La nouvelle orientation ne s’arrête toutefois pas à la représentation institutionnelle de la Guinée. Le ministre insiste également sur la nécessité de mesurer l’action diplomatique à travers les opportunités qu’elle permet de générer pour le pays.
« Chaque visite officielle doit ouvrir une perspective, chaque accord doit répondre à un besoin identifié, chaque mission diplomatique doit être évaluée aussi à l’aune des opportunités qu’elle crée pour la Guinée», a affirmé Morissanda Kouyaté.
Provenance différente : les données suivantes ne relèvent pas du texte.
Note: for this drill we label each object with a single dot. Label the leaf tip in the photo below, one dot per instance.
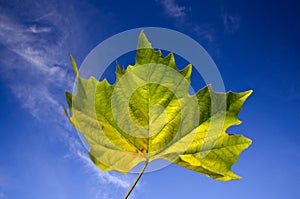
(74, 65)
(143, 41)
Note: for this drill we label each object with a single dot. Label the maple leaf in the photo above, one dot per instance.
(148, 114)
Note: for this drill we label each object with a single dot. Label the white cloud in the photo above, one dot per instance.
(173, 9)
(34, 67)
(231, 22)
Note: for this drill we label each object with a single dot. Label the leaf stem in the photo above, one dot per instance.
(137, 179)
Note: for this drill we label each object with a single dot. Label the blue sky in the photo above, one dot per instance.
(255, 45)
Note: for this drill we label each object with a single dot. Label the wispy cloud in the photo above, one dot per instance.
(231, 22)
(173, 9)
(33, 58)
(32, 66)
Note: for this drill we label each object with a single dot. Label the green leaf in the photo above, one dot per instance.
(148, 114)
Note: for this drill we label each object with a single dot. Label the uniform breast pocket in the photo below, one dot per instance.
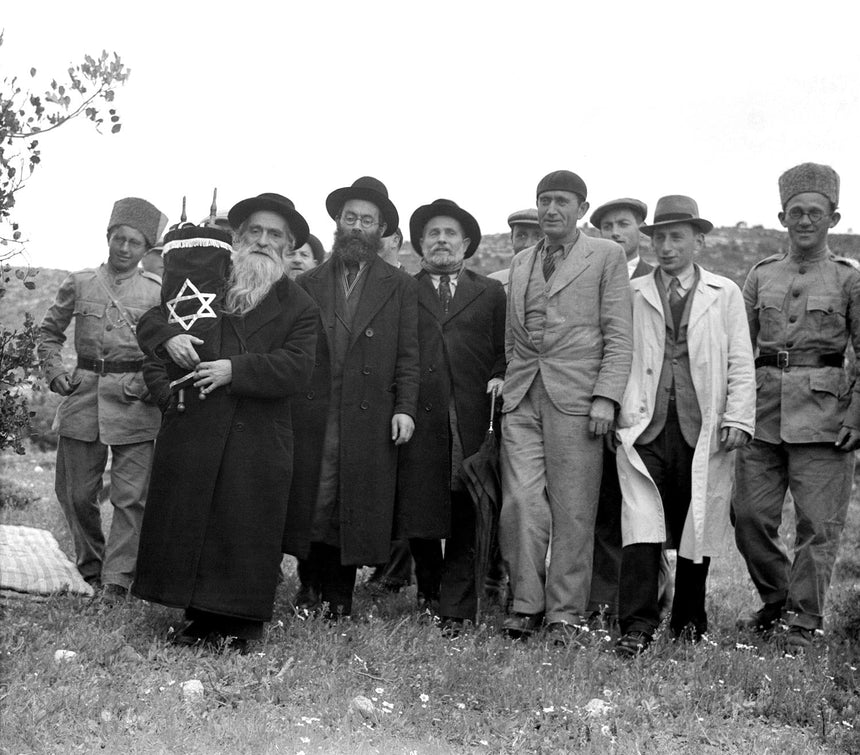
(826, 315)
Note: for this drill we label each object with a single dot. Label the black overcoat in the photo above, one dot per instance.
(460, 351)
(211, 535)
(380, 379)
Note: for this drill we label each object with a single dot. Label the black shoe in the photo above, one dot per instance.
(632, 644)
(763, 619)
(519, 626)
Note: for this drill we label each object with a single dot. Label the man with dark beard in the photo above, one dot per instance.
(360, 405)
(211, 539)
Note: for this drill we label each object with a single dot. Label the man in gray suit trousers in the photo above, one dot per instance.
(568, 345)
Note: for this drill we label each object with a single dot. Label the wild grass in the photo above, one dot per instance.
(122, 692)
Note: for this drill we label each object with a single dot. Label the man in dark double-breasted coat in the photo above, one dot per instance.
(360, 404)
(461, 335)
(211, 536)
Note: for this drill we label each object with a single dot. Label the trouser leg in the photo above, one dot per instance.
(428, 566)
(606, 564)
(688, 606)
(637, 592)
(761, 482)
(130, 467)
(525, 520)
(574, 463)
(458, 598)
(337, 582)
(820, 482)
(80, 466)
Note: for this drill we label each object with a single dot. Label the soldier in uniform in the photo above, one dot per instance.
(802, 307)
(106, 400)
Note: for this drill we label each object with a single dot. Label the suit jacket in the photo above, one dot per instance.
(587, 338)
(460, 352)
(380, 379)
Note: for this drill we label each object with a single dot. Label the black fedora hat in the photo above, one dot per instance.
(450, 209)
(371, 190)
(677, 208)
(270, 202)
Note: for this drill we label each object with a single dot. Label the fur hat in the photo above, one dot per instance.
(821, 179)
(523, 217)
(371, 190)
(563, 180)
(638, 208)
(139, 214)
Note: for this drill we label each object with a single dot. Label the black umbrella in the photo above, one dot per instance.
(480, 472)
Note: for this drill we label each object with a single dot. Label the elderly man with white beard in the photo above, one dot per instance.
(211, 535)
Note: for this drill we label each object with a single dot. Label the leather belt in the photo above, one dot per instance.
(103, 368)
(783, 359)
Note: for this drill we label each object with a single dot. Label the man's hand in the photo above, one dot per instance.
(181, 350)
(402, 427)
(497, 385)
(601, 416)
(733, 437)
(63, 384)
(212, 375)
(848, 439)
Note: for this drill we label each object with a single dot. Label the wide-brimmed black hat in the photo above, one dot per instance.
(677, 208)
(371, 190)
(270, 202)
(450, 209)
(625, 203)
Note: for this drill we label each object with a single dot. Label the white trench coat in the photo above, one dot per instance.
(723, 373)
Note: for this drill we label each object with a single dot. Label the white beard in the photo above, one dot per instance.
(252, 277)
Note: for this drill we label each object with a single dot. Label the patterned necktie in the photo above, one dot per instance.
(549, 260)
(674, 292)
(445, 292)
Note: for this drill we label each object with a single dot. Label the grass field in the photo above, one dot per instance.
(122, 692)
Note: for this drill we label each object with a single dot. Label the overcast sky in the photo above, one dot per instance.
(473, 101)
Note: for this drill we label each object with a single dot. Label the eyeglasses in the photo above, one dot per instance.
(367, 221)
(795, 215)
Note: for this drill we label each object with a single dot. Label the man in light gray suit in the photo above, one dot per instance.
(569, 350)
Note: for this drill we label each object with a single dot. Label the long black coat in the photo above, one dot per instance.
(380, 379)
(460, 351)
(211, 535)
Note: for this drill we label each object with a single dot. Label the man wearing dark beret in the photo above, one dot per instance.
(359, 406)
(461, 337)
(569, 349)
(803, 307)
(106, 403)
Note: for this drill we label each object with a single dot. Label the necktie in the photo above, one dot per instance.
(549, 260)
(351, 273)
(674, 293)
(445, 292)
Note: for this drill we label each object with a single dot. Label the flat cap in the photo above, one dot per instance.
(563, 180)
(821, 179)
(639, 208)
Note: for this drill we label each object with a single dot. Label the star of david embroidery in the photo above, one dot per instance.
(203, 311)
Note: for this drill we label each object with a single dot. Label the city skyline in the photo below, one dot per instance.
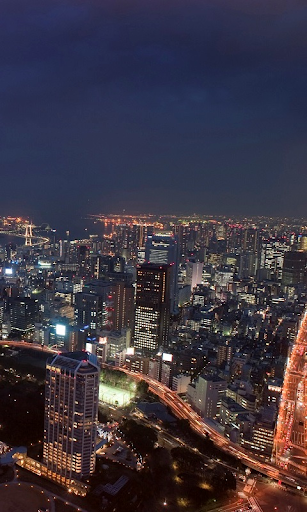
(126, 105)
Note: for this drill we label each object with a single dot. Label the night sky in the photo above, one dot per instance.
(153, 105)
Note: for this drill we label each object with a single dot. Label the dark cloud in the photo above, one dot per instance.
(171, 106)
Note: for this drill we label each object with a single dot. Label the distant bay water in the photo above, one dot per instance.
(11, 239)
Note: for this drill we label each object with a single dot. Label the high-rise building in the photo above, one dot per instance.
(71, 412)
(194, 273)
(290, 443)
(163, 248)
(23, 313)
(90, 310)
(152, 314)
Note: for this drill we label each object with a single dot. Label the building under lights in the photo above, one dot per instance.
(152, 315)
(290, 444)
(71, 413)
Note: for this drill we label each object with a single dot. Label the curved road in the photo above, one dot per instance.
(183, 410)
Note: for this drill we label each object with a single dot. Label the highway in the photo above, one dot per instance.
(183, 410)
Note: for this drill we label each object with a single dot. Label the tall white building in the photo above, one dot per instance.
(163, 248)
(209, 391)
(71, 415)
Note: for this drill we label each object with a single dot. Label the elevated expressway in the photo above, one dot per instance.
(183, 410)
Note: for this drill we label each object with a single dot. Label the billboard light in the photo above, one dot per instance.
(60, 329)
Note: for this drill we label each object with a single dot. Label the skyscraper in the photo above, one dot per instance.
(163, 248)
(71, 411)
(290, 444)
(152, 315)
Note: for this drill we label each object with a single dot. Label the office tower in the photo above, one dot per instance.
(121, 297)
(194, 273)
(294, 268)
(247, 264)
(272, 256)
(302, 243)
(152, 314)
(290, 444)
(23, 313)
(90, 310)
(71, 412)
(163, 248)
(250, 242)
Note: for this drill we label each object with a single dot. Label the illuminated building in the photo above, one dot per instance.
(71, 409)
(294, 268)
(90, 309)
(152, 315)
(163, 248)
(290, 444)
(23, 313)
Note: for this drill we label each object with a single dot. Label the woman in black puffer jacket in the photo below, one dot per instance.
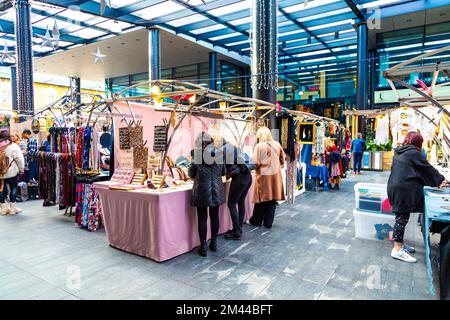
(207, 170)
(410, 172)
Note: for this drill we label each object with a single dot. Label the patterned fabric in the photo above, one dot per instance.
(335, 170)
(86, 147)
(79, 149)
(32, 147)
(88, 213)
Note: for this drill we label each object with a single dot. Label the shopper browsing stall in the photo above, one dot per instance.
(409, 174)
(334, 163)
(239, 167)
(32, 148)
(11, 164)
(207, 191)
(268, 158)
(358, 147)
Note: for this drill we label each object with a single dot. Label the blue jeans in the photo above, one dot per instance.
(33, 170)
(357, 161)
(12, 184)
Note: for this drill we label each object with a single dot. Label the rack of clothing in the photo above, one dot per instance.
(88, 211)
(56, 179)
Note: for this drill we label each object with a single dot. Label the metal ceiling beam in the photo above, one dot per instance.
(91, 7)
(204, 8)
(8, 27)
(302, 27)
(70, 20)
(143, 4)
(355, 10)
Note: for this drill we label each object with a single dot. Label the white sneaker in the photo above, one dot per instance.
(409, 249)
(13, 209)
(4, 210)
(402, 255)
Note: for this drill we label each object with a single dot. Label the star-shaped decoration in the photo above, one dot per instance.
(50, 40)
(103, 5)
(203, 1)
(5, 54)
(99, 56)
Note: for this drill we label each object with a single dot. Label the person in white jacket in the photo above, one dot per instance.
(9, 179)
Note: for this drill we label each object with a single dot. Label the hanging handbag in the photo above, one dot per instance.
(136, 135)
(140, 157)
(124, 138)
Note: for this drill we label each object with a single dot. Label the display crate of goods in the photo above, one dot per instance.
(374, 226)
(372, 197)
(387, 160)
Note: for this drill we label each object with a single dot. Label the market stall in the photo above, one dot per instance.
(146, 204)
(311, 131)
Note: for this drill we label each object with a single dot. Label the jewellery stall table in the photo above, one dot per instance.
(159, 225)
(437, 209)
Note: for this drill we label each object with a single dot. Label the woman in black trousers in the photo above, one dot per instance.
(206, 170)
(410, 172)
(239, 167)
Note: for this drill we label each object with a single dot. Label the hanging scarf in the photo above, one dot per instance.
(87, 147)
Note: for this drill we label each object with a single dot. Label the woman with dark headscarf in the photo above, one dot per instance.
(410, 172)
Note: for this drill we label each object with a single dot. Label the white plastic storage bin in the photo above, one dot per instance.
(372, 197)
(374, 226)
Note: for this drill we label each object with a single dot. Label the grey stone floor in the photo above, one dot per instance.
(310, 253)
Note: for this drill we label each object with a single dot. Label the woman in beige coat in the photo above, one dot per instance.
(268, 158)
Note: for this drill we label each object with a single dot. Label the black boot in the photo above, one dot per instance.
(213, 244)
(233, 236)
(203, 249)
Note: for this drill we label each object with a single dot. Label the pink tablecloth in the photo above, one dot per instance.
(157, 226)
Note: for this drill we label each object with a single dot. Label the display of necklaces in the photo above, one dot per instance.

Cette nouvelle approche s’inscrit également dans la volonté de mieux articuler diplomatie et développement. Le ministre présente notamment la Guinée comme un pays disposant d’atouts importants à faire valoir auprès de ses partenaires.
«La Guinée ne se présente pas au monde la même vide. Elle vient avec ses ressources, sa jeunesse, sa position géostratégique, son potentiel agricole et énergétique, sa culture. Mais surtout, la Guinée vient avec une ambition nationale et une volonté de bâtir des partenariats équilibrés et mutuellement bénéfiques. Le programme Simandou 2040 incarne cette ambition de transformation», a-t-il souligné. « Sous le leadership du président de la République, son Excellence le Général Mamadi Doumbouya, la diplomatie devient ainsi un prolongement direct de la politique nationale de développement», a-t-il conclu.